After Queen’s speech highlighted staff safety, survey shows corporate social responsibility rising up the agenda

Corporate social responsibility, or CSR, was pushed up the government’s agenda last week when a draft corporate manslaughter bill was unveiled in the Queen’s speech. The proposals are far-reaching, with negligent company directors facing imprisonment or fines on personal wealth when a member of staff is killed in the workplace.

The stakes have been raised, and the building industry as a whole is finally waking up to the fact that it has to take CSR seriously in order to be ahead of the game. A survey published by consultant KPMG last week showed that CSR is catching the attention of more companies, and is creeping up the industry agenda – albeit slowly.

KPMG interviewed 226 industry people, 98 of whom were from quoted companies. The survey showed that almost 70% believe that CSR has a large commercial impact on business, compared with about 50% last year.

However, at a time when construction-related deaths are still hitting the headlines, and as companies struggle to attract the levels of staff they need, the survey shows that the importance of having sound CSR policies is still not fully understood. The issues involved are wide-ranging and include health and safety, environmental and pollution control, community development, social accountability, ethics and integrity and stakeholder engagement.

Thirty-four per cent of those questioned said business was affected by public opinion of CSR , but this represented only a 10% increase on the 2003 figure, and the most respondents still said that public opinion had no effect. This seems all the more strange at a time when staff shortages are one of the industry’s major concerns. Younger people are increasingly concerned with the overall ethos and values of the company they choose to work for – demonstrated by the fact that the CSR section on company websites receives the greatest number of hits from graduates and potential employees.

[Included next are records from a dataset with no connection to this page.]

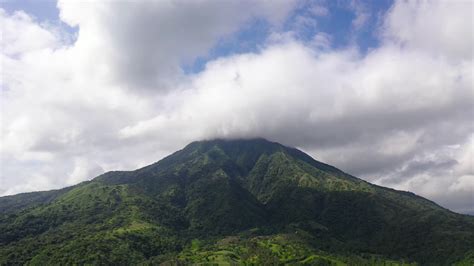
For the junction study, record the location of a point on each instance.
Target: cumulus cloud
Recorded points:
(117, 98)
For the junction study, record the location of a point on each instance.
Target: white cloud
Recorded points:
(117, 98)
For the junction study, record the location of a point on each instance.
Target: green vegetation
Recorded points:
(231, 202)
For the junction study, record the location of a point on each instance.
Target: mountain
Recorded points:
(231, 202)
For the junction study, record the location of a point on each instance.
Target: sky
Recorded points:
(380, 89)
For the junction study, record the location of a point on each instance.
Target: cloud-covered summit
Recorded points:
(116, 96)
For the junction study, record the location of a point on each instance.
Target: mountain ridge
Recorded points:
(219, 188)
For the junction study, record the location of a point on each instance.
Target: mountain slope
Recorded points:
(266, 197)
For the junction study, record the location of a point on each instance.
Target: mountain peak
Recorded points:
(248, 188)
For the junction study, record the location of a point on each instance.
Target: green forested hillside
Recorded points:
(231, 202)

More than half (51%) of those questioned said that clients were sending out questionnaires at the prequalification stage of a tender. Just 28% were asked to engage in detailed discussions on CSR, but this figure was still more than the 11% recorded last year and will no doubt continue to rise.

The responses also indicate that most investors and shareholders do not raise the issue although, again, the past year has seen an increase in those who do, from 17% to 45%.

A panel of eight industry executives invited by KPMG to discuss the survey said that addressing CSR issues would become more common as clients drove it up the agenda. Public sector and blue-chip clients are most concerned with CSR policy, said the panel, partly because those clients are the ones that tend to have a policy in place within their own organisation.

Richard Whittington, head of building and construction at KPMG, said: “Our survey shows that the industry is moving slowly towards embracing the CSR agenda. The risk to businesses’ reputation of not actively engaging with the CSR agenda can be huge. Our survey demonstrates that these issues are now beginning to be addressed and debated throughout the sector.”

One surprising statistic revealed in the survey was the lack of concern and awareness among people in financial roles about the new non-financial reporting regulations to be imposed on UK quoted companies in four months’ time.

The operating and financial review (OFR) will require companies to report on staff, environmental, social and community issues, so that they are more transparent about their strategies. Yet, despite the imminent changes, 61% of those in finance roles questioned by KPMG said that they did not anticipate including CSR issues in their OFR disclosure. And this is despite the fact that, for quoted companies, a bad reputation in the public domain can have a direct and negative impact on a share price – a problem to which Jarvis has fallen victim.

CSR is clearly keeping more directors awake at night than this time last year, but it would seem that more than lip-service has to be paid if the industry is to attract new talent.